Ich wachte plötzlich auf. Auf dem Nachttisch schnitten die Leuchtzeiger der Uhr ein kleines Stück aus der schwindenden Nacht. Fünf Uhr zwanzig. Ich drehte den Kopf. Madeleine schlief, wie sie es in diesen Tagen immer tat, mit dem Rücken zu mir, die Knie angezogen, die Arme tröstend um sich selbst geschlungen. Träumte sie von einem jungen Mann, der in das Haus ihrer Eltern kam und Sprachen sprach, die sie nicht verstand, und Dinge sagte, bei denen sich der Rest ihrer Familie die Ohren zuhalten würde, der Botschaften aus einer größeren Welt brachte, die zu betreten sie sich so sehnte? Es wäre hübsch zu denken, daß es ein Reich gäbe, wo ich sie noch immer glücklich machte.

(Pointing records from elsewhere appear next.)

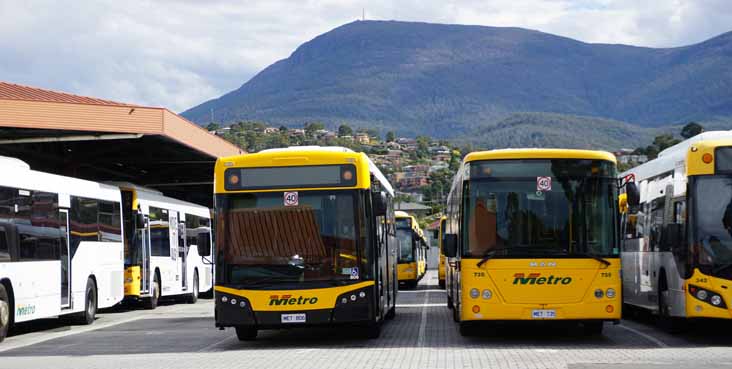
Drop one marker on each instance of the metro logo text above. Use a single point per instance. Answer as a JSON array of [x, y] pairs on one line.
[[289, 300], [537, 279]]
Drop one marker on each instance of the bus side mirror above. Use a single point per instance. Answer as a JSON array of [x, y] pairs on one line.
[[139, 221], [203, 243], [449, 248], [633, 194], [379, 201], [672, 236]]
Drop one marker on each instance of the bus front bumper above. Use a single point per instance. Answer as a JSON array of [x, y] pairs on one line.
[[240, 313]]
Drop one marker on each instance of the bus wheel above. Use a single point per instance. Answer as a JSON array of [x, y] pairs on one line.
[[593, 327], [90, 304], [391, 313], [466, 329], [667, 322], [246, 333], [372, 330], [194, 291], [152, 302], [4, 312]]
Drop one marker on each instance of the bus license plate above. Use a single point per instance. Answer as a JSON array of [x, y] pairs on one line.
[[543, 314], [293, 318]]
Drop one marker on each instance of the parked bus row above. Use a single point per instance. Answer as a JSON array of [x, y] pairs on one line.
[[309, 236], [69, 247]]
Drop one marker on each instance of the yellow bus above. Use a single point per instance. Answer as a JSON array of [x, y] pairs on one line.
[[677, 231], [412, 250], [441, 271], [533, 236], [305, 237]]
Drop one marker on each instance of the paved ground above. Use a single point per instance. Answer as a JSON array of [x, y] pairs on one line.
[[422, 336]]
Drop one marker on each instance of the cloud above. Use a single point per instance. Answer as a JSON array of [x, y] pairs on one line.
[[179, 53]]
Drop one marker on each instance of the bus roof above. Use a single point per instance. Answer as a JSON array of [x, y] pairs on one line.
[[300, 156], [669, 158], [503, 154]]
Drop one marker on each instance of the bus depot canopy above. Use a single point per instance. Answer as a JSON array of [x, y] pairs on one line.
[[103, 140]]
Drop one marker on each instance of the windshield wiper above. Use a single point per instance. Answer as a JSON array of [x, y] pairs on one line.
[[720, 268], [490, 253], [592, 256]]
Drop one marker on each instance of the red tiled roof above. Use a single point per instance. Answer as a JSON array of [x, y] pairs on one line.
[[11, 91]]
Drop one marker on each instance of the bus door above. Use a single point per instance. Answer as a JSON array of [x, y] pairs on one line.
[[182, 251], [144, 235], [65, 259]]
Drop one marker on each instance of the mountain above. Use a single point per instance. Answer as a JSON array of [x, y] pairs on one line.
[[457, 81]]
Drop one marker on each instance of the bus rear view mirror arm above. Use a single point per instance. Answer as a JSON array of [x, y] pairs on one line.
[[203, 243], [450, 245]]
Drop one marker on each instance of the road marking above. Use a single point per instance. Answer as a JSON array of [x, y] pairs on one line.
[[423, 322], [425, 305], [646, 336], [419, 291], [209, 347], [97, 325]]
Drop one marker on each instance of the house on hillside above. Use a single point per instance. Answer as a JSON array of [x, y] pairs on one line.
[[413, 208]]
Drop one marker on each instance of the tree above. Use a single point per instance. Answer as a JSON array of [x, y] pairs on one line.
[[691, 129], [311, 128], [345, 130]]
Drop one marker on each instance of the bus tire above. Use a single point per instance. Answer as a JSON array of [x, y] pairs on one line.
[[152, 302], [193, 297], [466, 329], [593, 327], [372, 330], [90, 304], [668, 323], [5, 309], [246, 333], [391, 313]]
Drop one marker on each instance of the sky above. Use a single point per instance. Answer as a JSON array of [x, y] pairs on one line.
[[178, 54]]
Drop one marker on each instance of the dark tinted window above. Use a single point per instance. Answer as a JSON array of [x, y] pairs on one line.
[[109, 221], [194, 226], [83, 217], [159, 232], [37, 223]]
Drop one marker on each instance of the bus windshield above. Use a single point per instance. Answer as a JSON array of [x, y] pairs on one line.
[[406, 251], [713, 214], [316, 237], [550, 208]]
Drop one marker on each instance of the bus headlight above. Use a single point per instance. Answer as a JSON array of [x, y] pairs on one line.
[[487, 294], [702, 295], [599, 293], [474, 293], [610, 293]]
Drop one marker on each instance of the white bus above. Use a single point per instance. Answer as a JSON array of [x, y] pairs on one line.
[[677, 232], [167, 242], [60, 246]]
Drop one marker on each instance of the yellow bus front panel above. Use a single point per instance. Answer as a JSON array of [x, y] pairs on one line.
[[533, 289], [407, 272], [278, 308], [700, 297], [132, 281]]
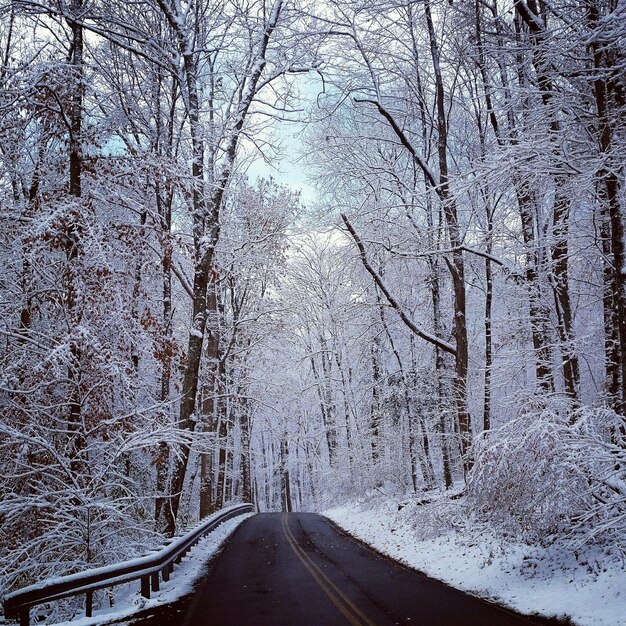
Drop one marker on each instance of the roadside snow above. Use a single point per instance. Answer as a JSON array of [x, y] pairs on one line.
[[582, 585], [181, 583]]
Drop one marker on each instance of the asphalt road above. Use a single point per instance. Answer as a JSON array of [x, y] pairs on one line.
[[298, 569]]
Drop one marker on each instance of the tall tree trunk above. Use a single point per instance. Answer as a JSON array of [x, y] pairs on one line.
[[207, 205], [72, 245], [456, 265], [285, 478], [612, 228], [530, 14], [538, 312]]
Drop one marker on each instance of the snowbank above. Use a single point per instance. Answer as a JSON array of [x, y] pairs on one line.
[[437, 539]]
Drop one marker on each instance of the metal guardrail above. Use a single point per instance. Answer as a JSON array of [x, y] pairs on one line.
[[146, 569]]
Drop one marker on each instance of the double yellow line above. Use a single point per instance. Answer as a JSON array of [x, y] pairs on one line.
[[353, 614]]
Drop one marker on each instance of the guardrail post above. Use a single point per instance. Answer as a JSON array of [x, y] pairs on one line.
[[145, 586], [89, 604]]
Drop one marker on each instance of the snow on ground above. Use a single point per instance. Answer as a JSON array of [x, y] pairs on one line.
[[128, 601], [437, 539]]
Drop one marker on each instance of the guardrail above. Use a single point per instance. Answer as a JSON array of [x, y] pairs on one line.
[[146, 568]]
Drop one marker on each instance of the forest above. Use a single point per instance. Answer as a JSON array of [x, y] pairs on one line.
[[438, 310]]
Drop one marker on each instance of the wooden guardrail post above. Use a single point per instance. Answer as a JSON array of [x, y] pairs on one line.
[[146, 569], [89, 604]]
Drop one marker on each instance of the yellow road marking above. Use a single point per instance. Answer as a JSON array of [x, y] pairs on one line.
[[347, 608]]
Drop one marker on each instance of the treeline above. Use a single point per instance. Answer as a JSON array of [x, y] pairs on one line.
[[175, 336]]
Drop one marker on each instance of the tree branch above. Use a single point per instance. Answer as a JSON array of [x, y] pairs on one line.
[[440, 343]]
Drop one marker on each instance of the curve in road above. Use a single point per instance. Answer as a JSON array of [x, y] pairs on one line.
[[298, 569]]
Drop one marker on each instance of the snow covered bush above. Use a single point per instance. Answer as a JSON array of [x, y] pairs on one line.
[[545, 474]]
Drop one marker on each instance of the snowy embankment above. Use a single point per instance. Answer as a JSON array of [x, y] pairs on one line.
[[186, 575], [439, 540]]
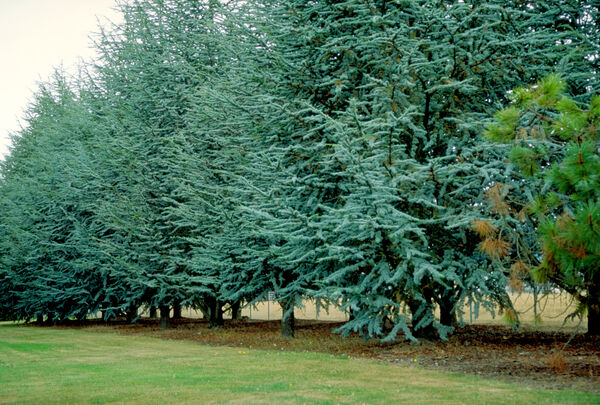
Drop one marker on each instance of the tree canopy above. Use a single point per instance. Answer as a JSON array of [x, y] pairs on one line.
[[219, 151]]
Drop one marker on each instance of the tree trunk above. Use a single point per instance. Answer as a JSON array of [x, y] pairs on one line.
[[235, 310], [424, 332], [177, 310], [216, 313], [164, 316], [594, 309], [288, 320], [131, 313], [594, 320], [447, 312]]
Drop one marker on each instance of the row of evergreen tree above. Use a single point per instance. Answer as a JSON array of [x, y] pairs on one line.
[[329, 150]]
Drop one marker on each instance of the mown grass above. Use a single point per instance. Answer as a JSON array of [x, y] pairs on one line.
[[48, 365]]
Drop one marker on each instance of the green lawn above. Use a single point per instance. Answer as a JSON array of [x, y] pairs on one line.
[[46, 365]]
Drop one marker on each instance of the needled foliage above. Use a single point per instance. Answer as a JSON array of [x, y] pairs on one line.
[[556, 145], [222, 151], [373, 158]]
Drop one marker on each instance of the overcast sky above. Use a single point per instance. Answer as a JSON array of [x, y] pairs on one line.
[[35, 37]]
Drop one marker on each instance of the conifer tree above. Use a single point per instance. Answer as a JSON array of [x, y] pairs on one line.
[[555, 146], [47, 210], [374, 153]]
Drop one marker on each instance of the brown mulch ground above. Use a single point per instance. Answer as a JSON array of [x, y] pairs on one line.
[[543, 360]]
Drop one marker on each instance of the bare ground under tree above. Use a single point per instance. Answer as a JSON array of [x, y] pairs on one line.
[[543, 360]]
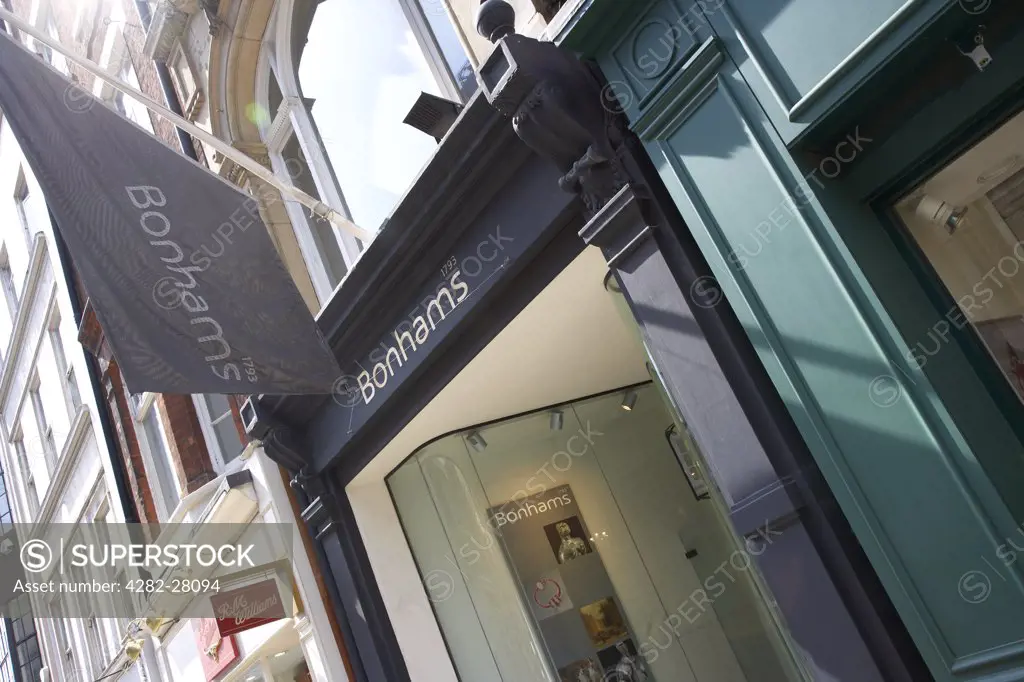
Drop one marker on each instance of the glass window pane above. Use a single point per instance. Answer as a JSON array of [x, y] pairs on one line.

 Ich hob die Decke an. Der Anblick ihrer Wirbelsäule erschreckte mich nicht. Ich fühlte mich so ruhig wie schon lange nicht. Ich fürchtete mich nicht mehr davor, was ich ihr und den Kindern antun könnte. Ich wußte, wie ich sie vor mir schützen konnte.

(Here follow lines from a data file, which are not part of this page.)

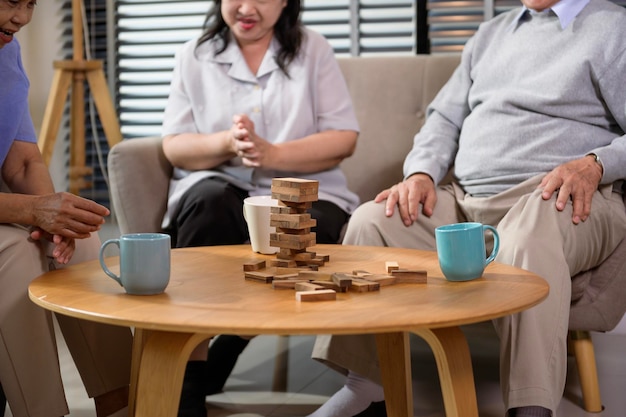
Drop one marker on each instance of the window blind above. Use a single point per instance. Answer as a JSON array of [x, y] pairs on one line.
[[148, 32]]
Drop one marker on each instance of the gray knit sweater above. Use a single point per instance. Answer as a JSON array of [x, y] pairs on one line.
[[528, 97]]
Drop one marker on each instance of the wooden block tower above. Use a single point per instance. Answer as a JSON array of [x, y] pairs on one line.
[[293, 224]]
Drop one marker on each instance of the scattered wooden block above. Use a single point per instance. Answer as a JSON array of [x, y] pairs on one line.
[[307, 286], [389, 265], [254, 265], [259, 276], [321, 295], [362, 285], [286, 276], [341, 279], [314, 275], [283, 271], [286, 284], [383, 279], [407, 276], [329, 285]]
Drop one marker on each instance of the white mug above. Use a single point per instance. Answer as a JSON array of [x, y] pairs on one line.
[[256, 211]]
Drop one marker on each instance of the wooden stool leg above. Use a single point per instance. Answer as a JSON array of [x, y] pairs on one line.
[[54, 112], [104, 106], [582, 347], [281, 364]]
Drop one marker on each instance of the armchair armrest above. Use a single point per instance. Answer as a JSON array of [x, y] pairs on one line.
[[139, 177]]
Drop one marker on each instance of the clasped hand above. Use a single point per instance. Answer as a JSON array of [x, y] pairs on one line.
[[63, 217], [253, 150]]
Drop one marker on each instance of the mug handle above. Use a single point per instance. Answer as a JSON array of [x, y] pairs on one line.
[[115, 242], [496, 243]]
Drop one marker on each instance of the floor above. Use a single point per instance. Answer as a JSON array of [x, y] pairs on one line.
[[309, 383]]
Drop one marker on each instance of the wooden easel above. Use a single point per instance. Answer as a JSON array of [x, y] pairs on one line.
[[74, 73]]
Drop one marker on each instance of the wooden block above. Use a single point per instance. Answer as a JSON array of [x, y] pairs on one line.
[[364, 285], [296, 185], [407, 276], [382, 279], [293, 224], [286, 276], [389, 265], [316, 261], [282, 271], [357, 286], [321, 295], [314, 275], [259, 276], [330, 285], [254, 265], [307, 286], [302, 207], [284, 263], [293, 231], [286, 284], [341, 279], [282, 209], [283, 240]]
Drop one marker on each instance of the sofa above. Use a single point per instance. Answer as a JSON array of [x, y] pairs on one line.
[[390, 96]]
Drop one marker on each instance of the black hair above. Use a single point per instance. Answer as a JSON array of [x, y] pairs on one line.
[[287, 30]]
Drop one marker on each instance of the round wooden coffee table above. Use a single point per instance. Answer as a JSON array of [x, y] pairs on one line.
[[208, 295]]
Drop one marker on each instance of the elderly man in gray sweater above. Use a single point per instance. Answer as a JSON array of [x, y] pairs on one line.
[[533, 121]]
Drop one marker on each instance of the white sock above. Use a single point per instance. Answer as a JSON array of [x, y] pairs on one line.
[[355, 396]]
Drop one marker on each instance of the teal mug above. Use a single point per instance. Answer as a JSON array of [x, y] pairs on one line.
[[461, 250], [144, 262]]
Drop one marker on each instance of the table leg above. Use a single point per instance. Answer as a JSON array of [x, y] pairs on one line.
[[159, 360], [454, 364], [394, 355]]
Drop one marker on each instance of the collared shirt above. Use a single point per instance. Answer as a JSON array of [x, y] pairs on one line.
[[565, 10], [208, 89]]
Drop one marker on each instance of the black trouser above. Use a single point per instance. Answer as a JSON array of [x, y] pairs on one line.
[[211, 213]]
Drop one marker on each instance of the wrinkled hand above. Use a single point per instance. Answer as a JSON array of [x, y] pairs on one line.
[[252, 149], [408, 195], [63, 246], [68, 215], [577, 180]]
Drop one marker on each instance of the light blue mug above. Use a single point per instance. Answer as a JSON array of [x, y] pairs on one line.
[[144, 262], [461, 250]]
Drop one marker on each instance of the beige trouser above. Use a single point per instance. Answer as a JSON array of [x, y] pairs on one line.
[[534, 236], [29, 364]]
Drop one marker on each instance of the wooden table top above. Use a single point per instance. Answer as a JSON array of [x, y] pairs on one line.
[[208, 294]]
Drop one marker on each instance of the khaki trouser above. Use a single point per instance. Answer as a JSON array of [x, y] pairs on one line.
[[534, 236], [29, 364]]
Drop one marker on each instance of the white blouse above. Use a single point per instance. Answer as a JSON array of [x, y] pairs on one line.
[[208, 90]]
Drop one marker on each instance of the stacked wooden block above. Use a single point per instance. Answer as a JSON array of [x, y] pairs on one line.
[[292, 222], [297, 268]]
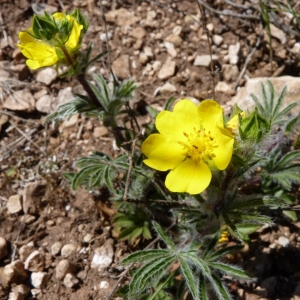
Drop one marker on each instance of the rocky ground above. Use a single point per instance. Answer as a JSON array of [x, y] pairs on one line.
[[53, 240]]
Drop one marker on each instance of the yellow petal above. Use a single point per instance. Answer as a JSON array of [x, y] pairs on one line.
[[74, 37], [189, 177], [184, 118], [163, 154], [39, 54], [223, 152]]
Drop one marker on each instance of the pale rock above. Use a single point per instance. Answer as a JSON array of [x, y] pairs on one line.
[[87, 238], [14, 272], [45, 104], [22, 289], [253, 86], [21, 100], [296, 48], [63, 268], [168, 88], [170, 49], [46, 75], [177, 30], [26, 250], [121, 67], [233, 53], [103, 256], [39, 279], [269, 284], [148, 51], [35, 292], [100, 131], [104, 37], [139, 33], [217, 39], [104, 285], [204, 60], [156, 65], [40, 94], [175, 39], [210, 27], [35, 262], [167, 70], [223, 87], [15, 296], [32, 196], [28, 219], [278, 34], [55, 248], [70, 123], [14, 204], [68, 249], [70, 280], [121, 17], [283, 241], [143, 58], [230, 72], [65, 95], [3, 247]]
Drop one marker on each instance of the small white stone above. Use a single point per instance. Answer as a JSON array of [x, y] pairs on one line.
[[88, 237], [35, 262], [104, 285], [217, 39], [68, 250], [3, 247], [15, 296], [64, 267], [39, 279], [204, 60], [70, 280], [14, 204], [283, 241], [55, 248], [46, 75]]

 Ich stieg leise aus dem Bett. Im Schrank tastete ich nach einer Khakihose und schlüpfte in meine Mokassins. Ich öffnete eine Schublade der Kommode, nahm ein Polohemd heraus und zog es über den Kopf. Ich steckte meine Autoschlüssel und die Brieftasche ein, dann überlegte ich es mir anders, holte aus der Brieftasche meinen Führerschein heraus, auch die kleine Aufnahme von den Kindern, dieselbe wie das große Foto über dem Sofa, und schob diese beiden Dinge in die Tasche. Den Führerschein würde ich für die Identifikation brauchen, und das Foto von meinen Kindern wollte ich einfach dabeihaben. Nun blieb mir nur noch eines zu tun.
 Ich ging zurück zu meiner Bettseite, und in dem schwachen Licht des Weckers kritzelte ich eine Notiz.

Madeleine, Liebe,
die Kombination des Safes ist achtmal nach rechts, viermal nach links, sechsmal nach rechts. Küsse die Kinder von mir. In Liebe, Peter

Ich lehnte den Zettel an den Wecker. Sie würde ihn sehen, sobald sie die Augen aufmachte.

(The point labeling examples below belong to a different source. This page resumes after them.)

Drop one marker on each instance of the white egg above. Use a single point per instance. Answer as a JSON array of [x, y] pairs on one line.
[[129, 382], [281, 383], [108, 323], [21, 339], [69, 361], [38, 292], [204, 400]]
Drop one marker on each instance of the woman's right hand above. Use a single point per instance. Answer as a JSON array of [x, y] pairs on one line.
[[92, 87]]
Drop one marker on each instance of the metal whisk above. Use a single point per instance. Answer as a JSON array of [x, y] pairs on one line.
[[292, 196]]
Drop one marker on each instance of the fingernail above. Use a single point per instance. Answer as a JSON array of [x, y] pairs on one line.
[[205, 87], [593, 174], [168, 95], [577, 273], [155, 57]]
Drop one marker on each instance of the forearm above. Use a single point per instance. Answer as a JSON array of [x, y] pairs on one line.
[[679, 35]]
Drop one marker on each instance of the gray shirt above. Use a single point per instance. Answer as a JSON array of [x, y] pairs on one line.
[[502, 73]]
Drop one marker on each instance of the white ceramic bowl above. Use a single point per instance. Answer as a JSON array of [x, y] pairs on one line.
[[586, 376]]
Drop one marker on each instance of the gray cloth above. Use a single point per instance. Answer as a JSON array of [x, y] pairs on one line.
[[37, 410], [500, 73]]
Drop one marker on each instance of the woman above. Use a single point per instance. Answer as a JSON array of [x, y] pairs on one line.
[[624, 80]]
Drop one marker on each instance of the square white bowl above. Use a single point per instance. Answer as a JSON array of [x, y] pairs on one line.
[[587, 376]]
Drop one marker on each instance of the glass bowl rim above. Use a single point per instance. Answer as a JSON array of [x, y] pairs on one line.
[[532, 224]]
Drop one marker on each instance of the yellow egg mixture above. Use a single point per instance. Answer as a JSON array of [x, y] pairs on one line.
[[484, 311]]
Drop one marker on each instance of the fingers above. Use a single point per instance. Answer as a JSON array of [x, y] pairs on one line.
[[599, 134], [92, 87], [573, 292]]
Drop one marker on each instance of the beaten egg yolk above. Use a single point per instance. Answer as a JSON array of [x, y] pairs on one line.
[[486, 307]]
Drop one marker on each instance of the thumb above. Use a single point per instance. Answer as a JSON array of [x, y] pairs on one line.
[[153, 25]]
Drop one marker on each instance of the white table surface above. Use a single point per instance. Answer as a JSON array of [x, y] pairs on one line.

Der Bahnhofsparkplatz war leer. Für Pendler war es noch zu früh, aber bestimmt kam ein Frühzug, ein Expreß, der irgendwelche wichtigen Leute zwischen New York und Philadelphia und Washington hin und her transportierte. Ich würde nicht lange warten müssen.
 Ich fuhr auf einen Platz in der Nähe des Bahnsteigs und machte den Motor aus, ließ aber den Schlüssel stecken. Das Auto stand Richtung Osten. Ich hatte mich für die südliche Bahnhofsseite entschieden. Am Horizont lag ein dünner hellgrauer Streifen Morgenlicht. Die Wettervorhersage hatte recht. Es würde heute ein trüber Tag werden. Die Vorstellung gefiel mir. Plötzlicher Sonnenschein wäre mir zu grausam vorgekommen.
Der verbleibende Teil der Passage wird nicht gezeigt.